Ser submissa aos padrões conservadores de sua classe social não poupou a vida da médica

 

Quando se diz que a elite é conservadora, muitas pessoas não entendem bem o que isso quer dizer. No que concerne à mulher, significa que ela não passa de uma sombra do homem. Mesmo tendo profissão, alto nível educacional e independência financeira, sem um homem de sua classe social, a mulher separada experimenta uma drástica queda em seu status e se vê quase expulsa da high society. Como mulher separada, ela é vista pelas “amigas” casadas como uma ameaça, e é, assim, empurrada para um espécie de limbo. Daí o esforço imenso que mulheres da classe alta fazem para estar casadas e se manterem nessa condição. Suportam tudo em silêncio: agressões, humilhações, ameaças. Só não contam que, vez ou outra, esse sacrifício todo acaba não sendo suficiente: alguns maridos também gostam de matar.

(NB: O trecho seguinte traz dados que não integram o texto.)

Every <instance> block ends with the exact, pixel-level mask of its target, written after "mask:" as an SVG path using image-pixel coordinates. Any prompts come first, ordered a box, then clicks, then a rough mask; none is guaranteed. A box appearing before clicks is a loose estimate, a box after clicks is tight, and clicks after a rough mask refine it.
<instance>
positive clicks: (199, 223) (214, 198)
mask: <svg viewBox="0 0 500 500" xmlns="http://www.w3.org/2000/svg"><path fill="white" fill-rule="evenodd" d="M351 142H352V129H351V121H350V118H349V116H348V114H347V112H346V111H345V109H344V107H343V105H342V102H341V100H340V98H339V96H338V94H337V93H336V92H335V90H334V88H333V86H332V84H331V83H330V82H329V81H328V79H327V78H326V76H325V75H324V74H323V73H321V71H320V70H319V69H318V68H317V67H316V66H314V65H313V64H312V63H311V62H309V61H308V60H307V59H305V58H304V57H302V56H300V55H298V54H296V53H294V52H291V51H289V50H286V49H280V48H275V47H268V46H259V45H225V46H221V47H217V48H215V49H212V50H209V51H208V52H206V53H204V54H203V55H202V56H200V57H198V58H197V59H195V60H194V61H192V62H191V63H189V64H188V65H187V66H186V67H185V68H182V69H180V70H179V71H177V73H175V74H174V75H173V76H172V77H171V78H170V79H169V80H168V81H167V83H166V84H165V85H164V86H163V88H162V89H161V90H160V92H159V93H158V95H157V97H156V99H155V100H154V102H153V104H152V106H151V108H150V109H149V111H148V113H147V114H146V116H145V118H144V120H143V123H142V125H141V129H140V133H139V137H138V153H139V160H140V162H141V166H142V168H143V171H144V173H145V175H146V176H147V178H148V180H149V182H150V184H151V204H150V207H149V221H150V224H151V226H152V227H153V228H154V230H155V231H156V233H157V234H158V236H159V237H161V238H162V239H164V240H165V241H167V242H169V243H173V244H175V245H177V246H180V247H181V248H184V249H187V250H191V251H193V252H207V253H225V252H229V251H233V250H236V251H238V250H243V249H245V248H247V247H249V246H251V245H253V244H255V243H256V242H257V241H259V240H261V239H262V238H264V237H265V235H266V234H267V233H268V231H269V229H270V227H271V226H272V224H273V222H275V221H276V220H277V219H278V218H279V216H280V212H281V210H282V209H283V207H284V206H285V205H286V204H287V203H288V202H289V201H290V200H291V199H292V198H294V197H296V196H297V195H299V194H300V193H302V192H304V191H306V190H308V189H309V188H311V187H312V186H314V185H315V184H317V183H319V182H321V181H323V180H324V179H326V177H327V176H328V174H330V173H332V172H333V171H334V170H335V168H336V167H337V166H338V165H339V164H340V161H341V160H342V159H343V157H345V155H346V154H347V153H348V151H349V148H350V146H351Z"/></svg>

E foi o que aconteceu com a médica residente no Estado de Santa Catarina, Lucia Regina Gomes Mattos Shultz, 60 anos. No dia 19 de março, em plena quarentena, ela foi estrangulada pelo companheiro, Nelson Pretzel, de 65 anos. Na matéria jornalística que noticiou o caso, o feminicida teria confessado o crime: “Aos policiais, o idoso contou que os dois estavam discutindo e ela deu um tapa no rosto dele. Em seguida, ele apertou o pescoço da esposa com as duas mãos. Quando a viu caindo no chão, fugiu do apartamento”. Notem que o qualificativo “idoso” acaba suavizando o caráter do feminicida. Mas o “idoso” estrangulou a “amada” até a morte. Ainda, “quando a viu caindo no chão, fugiu”: o bom idoso não teve o ímpeto de buscar socorro para sua amada, mas sim de escapar da cena do crime.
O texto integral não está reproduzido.